2. Problems in system connections
Inside our engine, the circuit that moves the oil consists of various pipes and connections made of plastic materials. Materials is that, with the passage of time, can deteriorate. This translates into small fractures through which the oil escapes or, in the most scandalous cases, serious breaks in the hoses or the oil circulation pipes, which spills its contents to the outside. Something similar can happen with the joints that join the various elements, which also deteriorate over time.

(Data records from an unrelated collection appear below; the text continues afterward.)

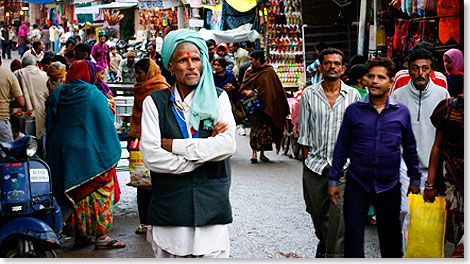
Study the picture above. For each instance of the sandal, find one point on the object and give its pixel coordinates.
(82, 241)
(142, 229)
(264, 158)
(110, 244)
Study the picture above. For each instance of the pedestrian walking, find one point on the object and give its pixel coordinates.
(421, 96)
(222, 51)
(321, 112)
(126, 72)
(453, 63)
(371, 134)
(268, 121)
(37, 51)
(33, 84)
(448, 118)
(6, 47)
(10, 96)
(82, 156)
(357, 78)
(23, 38)
(188, 134)
(148, 80)
(100, 52)
(402, 78)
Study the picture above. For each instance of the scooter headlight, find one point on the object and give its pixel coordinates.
(31, 148)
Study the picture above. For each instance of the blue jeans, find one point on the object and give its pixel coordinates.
(387, 210)
(6, 50)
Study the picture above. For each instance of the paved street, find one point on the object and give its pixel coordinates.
(268, 210)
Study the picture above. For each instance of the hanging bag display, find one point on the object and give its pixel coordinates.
(401, 31)
(427, 224)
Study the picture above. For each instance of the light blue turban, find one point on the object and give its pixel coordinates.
(204, 104)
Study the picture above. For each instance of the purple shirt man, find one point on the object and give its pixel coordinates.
(100, 53)
(372, 142)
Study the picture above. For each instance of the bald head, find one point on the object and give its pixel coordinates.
(28, 59)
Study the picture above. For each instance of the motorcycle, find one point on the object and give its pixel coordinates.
(30, 217)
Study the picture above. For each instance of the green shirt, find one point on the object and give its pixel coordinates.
(363, 92)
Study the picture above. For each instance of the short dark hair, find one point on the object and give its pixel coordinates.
(222, 61)
(36, 43)
(70, 41)
(61, 59)
(330, 51)
(384, 62)
(46, 60)
(356, 72)
(83, 47)
(143, 64)
(321, 46)
(152, 44)
(210, 42)
(417, 54)
(258, 54)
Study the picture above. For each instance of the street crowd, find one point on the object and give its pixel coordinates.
(369, 136)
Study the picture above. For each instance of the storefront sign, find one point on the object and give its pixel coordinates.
(196, 23)
(160, 4)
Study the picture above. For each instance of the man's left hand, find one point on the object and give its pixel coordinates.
(413, 189)
(167, 144)
(219, 128)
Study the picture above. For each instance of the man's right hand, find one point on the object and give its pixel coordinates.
(333, 193)
(219, 128)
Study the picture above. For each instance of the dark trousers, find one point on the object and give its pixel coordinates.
(6, 51)
(387, 210)
(143, 202)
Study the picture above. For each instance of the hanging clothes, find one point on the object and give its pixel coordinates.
(449, 27)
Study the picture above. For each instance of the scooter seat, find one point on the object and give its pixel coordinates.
(14, 144)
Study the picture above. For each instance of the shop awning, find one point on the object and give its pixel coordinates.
(95, 8)
(40, 2)
(242, 33)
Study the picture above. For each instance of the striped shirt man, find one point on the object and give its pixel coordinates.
(317, 76)
(319, 123)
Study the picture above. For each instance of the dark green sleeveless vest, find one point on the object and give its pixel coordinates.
(197, 198)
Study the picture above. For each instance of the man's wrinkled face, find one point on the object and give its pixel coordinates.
(420, 70)
(186, 64)
(379, 82)
(211, 50)
(151, 50)
(332, 66)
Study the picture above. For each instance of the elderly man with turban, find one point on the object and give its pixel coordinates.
(56, 73)
(187, 137)
(82, 151)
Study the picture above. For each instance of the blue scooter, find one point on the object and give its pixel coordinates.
(30, 217)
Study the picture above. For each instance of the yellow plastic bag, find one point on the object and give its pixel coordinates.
(140, 175)
(427, 227)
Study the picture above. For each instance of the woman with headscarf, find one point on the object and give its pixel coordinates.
(453, 62)
(83, 149)
(268, 123)
(224, 78)
(22, 38)
(148, 80)
(222, 51)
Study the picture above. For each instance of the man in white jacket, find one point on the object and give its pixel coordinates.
(421, 96)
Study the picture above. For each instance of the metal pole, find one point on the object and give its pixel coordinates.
(362, 27)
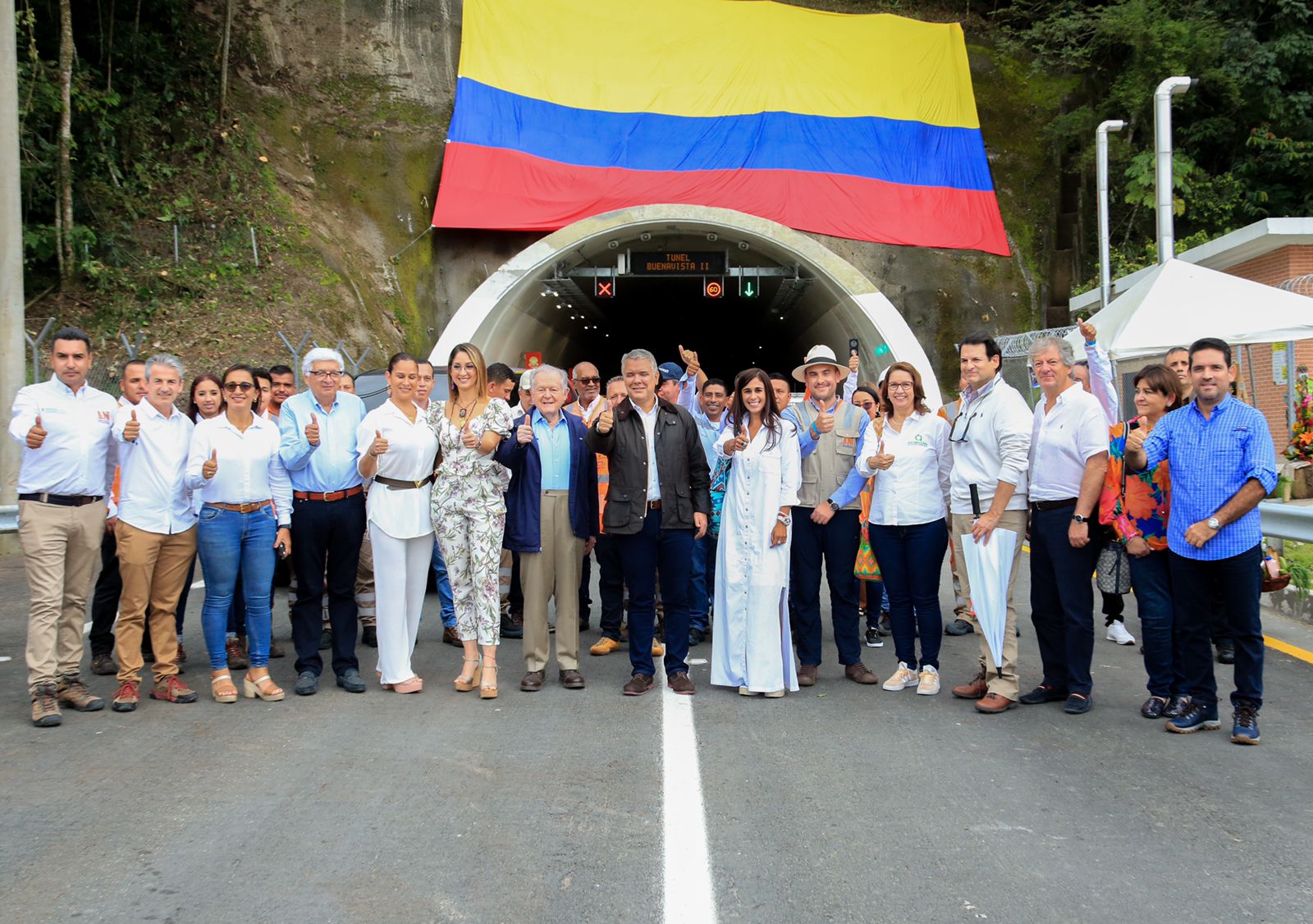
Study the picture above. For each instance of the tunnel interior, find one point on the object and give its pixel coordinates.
(772, 309)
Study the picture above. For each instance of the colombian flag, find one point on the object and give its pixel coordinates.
(853, 126)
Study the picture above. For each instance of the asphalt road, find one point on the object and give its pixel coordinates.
(839, 803)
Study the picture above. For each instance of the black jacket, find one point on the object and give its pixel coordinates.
(680, 464)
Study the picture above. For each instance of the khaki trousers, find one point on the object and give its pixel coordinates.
(1008, 684)
(555, 571)
(61, 547)
(154, 569)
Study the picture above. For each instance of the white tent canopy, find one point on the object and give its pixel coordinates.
(1177, 302)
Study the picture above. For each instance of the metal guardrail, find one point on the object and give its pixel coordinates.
(1287, 521)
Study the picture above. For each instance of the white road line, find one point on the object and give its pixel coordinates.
(689, 897)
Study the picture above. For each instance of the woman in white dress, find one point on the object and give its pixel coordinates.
(752, 647)
(397, 451)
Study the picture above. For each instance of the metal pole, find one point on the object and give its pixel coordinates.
(1100, 144)
(1162, 167)
(12, 367)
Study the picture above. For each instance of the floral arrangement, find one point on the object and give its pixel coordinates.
(1302, 435)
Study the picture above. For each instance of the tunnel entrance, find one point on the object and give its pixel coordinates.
(781, 291)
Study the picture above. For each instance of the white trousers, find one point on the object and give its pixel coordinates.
(400, 576)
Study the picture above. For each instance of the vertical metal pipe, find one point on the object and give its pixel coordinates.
(1162, 160)
(1100, 144)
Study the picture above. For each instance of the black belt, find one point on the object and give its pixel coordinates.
(397, 484)
(62, 499)
(1052, 504)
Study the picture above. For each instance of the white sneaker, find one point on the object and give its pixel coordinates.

Despite the scandalous of this type of breakdown, especially if there is a break that spills a large amount of oil on the ground or on the engine, luckily it is not especially expensive in terms of repair. In fact, it is enough to take the vehicle to a workshop, change the corresponding hose and fill the oil tank to its level to solve it. What is possible is that we have to resort to a crane, to avoid greater evils.
3. Excess oil
It is logical. If our engine has excess oil, it will take care of throwing away the excess. Inside the oil dipstick we have two marks, the one for the minimum and the one for the maximum. If we have loaded oil above the maximum, that surplus will be transferred to the engine. It will overflow and will end up burning in the cylinders. Something is that draws enough impurities into the engine chamber, which damages its useful life. To make matters worse, this process also generates fumes of a special coloration, of bluish tones, which at least make it easier for us to detect the problem. The solution is easy. Apart from not adding more oil than necessary, it is also key to eliminate the surplus either by aspiration or through the bottom plug of the crankcase, as appropriate.
4. Serious engine failure
We got to the part we hope you never have to live through: serious engine failure. Among these breakdowns, we have a break in the cylinder head gasket, which causes transfer between the coolant and the oil, causing the oil level to drop. It’s complex and very expensive fault to repair. Something similar can occur due to the presence of cracks in some part of the engine, causing this oil to drip and be lost. In this case, it is key to look for the damaged part and proceed to repair it. Another element that can cause oil loss due to breakdown is the turbo. This element consumes a large amount of oil and when it fails it also throws it in large quantities. So it will be necessary to evaluate its state to see if the loss comes from this element.